Running these test cases on the current implementation for standard_deviation() should give a bunch of failures and a single success on test_1. We could do better. But we have to understand better the problem requisites.

Checking what standard deviation is, we see how we have to calculate the mean of the elements in the collection, then subtract it from each element, square the result, sum all these values, divide them by the size of the collection, and finally extract the square root.

Converting this in Python, you should get something like this:
lengths = [len(s) for s in strings] # 1
mean = math.fsum(lengths) / len(lengths) # 2

# 3
sq_sum = 0.0 
for l in lengths:
    sq_sum += (l - mean) ** 2

return math.sqrt(sq_sum / len(lengths)) # 4
1. Let's prepare the data in input, converting the strings to their sizes, that is what really matter to us.
2. Calculating the mean it's easy.

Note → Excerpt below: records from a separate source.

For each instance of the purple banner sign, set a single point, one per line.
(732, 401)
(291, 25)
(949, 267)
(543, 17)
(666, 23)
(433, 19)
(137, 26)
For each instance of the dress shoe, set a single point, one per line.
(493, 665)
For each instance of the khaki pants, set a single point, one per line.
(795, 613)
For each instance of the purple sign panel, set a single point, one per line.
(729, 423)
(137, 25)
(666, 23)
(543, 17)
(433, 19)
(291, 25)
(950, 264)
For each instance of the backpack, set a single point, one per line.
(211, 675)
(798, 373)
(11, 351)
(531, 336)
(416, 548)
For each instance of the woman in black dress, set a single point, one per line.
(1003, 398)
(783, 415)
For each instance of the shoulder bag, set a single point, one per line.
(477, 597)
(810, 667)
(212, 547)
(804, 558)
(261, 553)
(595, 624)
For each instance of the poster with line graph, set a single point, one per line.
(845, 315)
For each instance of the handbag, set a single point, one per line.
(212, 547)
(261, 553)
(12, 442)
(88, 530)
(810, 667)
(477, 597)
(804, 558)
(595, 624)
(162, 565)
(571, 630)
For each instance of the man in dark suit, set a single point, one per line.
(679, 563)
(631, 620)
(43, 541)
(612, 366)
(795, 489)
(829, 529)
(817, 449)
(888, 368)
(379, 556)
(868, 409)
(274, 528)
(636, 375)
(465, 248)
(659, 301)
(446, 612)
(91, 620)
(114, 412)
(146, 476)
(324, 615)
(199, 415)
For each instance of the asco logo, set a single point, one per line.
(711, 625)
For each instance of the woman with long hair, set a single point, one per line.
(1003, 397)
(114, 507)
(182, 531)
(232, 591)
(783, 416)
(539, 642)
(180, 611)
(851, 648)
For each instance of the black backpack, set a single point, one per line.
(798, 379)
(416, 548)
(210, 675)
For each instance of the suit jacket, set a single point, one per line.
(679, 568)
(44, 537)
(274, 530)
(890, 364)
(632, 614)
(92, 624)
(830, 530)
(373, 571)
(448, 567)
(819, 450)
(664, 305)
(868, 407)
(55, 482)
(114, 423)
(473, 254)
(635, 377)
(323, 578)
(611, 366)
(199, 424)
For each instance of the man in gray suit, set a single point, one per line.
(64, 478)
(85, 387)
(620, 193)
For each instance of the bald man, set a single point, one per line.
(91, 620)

Be careful only to get it as a floating point number. To achieve it, I used the fsum() math function instead of the plain sum(). An explicit cast to float would have worked equivalently.
3. Now, the trickiest part of the algorithm. I feel like if I were more expert in Python I could have written these three lines more succinctly. Anyway, it is just a matter of summing the squared difference of each string lengths against the mean.
4. Finally, I just have to divide by the size of the collection, extract the square root, and returning the result to the caller.

Just one thing more. Before starting to calculate the standard deviation, I'd better check the input against empty collections. I could do that in this way:
if not strings:
    return float('NaN')
This would catch both the case of an empty list of strings and a None passed by mistake.

Full python 2.7 code with test cases is available on github.